- Artist: Banksy
- Year: 2003

= Flower Thrower =

Mural in Palestine by artist Banksy

The Flower Thrower, Flower Bomber, Rage, or Love is in the Air is a 2003 stencil mural in Beit Sahour in the West Bank by the graffiti artist Banksy, depicting a masked man throwing a bunch of flowers. It is considered one of Banksy's most iconic works; the image has been widely replicated.

It was inspired by images of 1960s protests, such as Bruno Barbey photograph of the May 68 protests in France (e.g. his photograph of Boulevard Saint-Germain, 6th arrondissement, Paris, France.

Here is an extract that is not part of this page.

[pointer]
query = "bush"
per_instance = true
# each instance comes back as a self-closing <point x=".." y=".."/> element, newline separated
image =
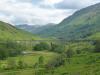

May 6, 1968).

An earlier version was originally drawn by Banksy in 1999 and presented at his first exhibition in 2000.

== Studio release ==
Flower Thrower was released as a screenprint edition of 150 signed versions and 600 unsigned versions by the publisher's Pictures on Walls in 2003. The work features the motif of the masked man set on a red background.

The motif was also used overlaid against a red CCCP text in 2003 in an edition of 8 to 10 known as CCCP Love Is in the Air. On 13 July 2023, an example of CCCP Love Is in the Air sold for £53,340 at the "New Now" auction at Phillips auction house, London.